Zooarchaeology to unlock development of Nuragic culture in prehistoric Sardinia
26 July 2021
Latest scientific techniques to reveal behaviours that shaped the mysterious culture named after its world-famous tower-fortresses
Visitors to Sardinia cannot fail to spot the great tower-fortresses that straddle the landscape, with one every three square kilometres of the Mediterranean’s second largest island.
Although the impressive Su Nuraxi in Barumini is recognised with world heritage site status, fewer people will know that the 7,000+ nuraghi – found only in Sardinia – are the legacy of the prehistoric Nuragic people that thrived during the Bronze and Iron Age, perhaps persisting until colonization by the Phoenicians, the Carthaginians, and finally the Romans.
While the monumental legacy of the Nuragic culture is clear for all to see, how these inventive people used the landscape to raise animals, build their economy and contribute to political systems has remained an unknown.
Now a major, two-year zooarchaeology research project is bringing the latest scientific techniques to answer these questions for the first time.
The detailed study and reassessment of Nuragic social dynamics provided by ZANBA: Zooarchaeology of the Nuragic Bronze Age is timely as new archaeological discoveries are indicating that this culture played a larger role in European Bronze Age exchange networks than has previously been recognized.
The £200,000 project is combining cutting-edge, multi-scalar isotope analyses with species identification of zooarchaeological remains to understand the relationships among developing elite identities, landscape use, and power consolidation of the Nuragic culture.
First, the project is examining prehistoric animal remains to look for evidence of behaviours ranging from feasting and hunting to collection of tribute and intensification of the animal economy. Selected specimens will then undergo multi-isotope analysis to identify evidence of economic intensification and expanding territorial control.
The combined results will inform a new narrative of internal social development within the Nuragic culture.
Previous studies have often addressed the Nuragic animal economy as an undifferentiated whole, with few attempts to understand its internal social dynamics during the culture's six centuries of development.
Findings will be disseminated within the archaeological community and are being shared publicly through blog updates and on Twitter and Instagram (zanba_project1).
Undertaking the project as Marie Sklodowska-Curie Postdoctoral Research Fellow is Dr Emily Holt, supervised by Dr Richard Madgwick.

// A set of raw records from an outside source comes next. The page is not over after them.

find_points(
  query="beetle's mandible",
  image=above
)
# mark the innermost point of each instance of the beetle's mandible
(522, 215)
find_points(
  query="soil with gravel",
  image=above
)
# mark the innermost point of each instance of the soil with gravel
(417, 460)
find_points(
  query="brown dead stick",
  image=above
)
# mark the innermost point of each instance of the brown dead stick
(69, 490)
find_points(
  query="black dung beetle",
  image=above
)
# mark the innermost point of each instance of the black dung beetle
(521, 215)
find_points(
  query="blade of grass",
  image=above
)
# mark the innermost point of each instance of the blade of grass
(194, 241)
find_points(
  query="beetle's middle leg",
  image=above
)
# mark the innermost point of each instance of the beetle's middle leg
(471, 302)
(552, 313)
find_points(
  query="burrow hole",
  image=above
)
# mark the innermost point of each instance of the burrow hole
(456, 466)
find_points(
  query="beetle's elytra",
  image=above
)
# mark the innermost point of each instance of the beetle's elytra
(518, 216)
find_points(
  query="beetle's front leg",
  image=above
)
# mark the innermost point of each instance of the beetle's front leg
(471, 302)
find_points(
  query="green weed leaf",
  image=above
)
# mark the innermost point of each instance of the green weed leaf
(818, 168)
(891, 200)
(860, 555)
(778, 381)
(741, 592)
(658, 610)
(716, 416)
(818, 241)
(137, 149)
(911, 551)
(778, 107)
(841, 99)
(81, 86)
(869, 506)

Dr Holt is a zooarchaeologist specialising in environmental archaeology with research interests in how archaeological animal remains can be used to understand key issues like social inequality, resource use and environmental change. She has previously worked at Miami University of Ohio, the Museum national d'Histoire naturelle in Paris, the University at Buffalo and Oberlin College.
The ZANBA project has received funding from the European Union's Horizon 2020 research and innovation programme under grant agreement No 839517.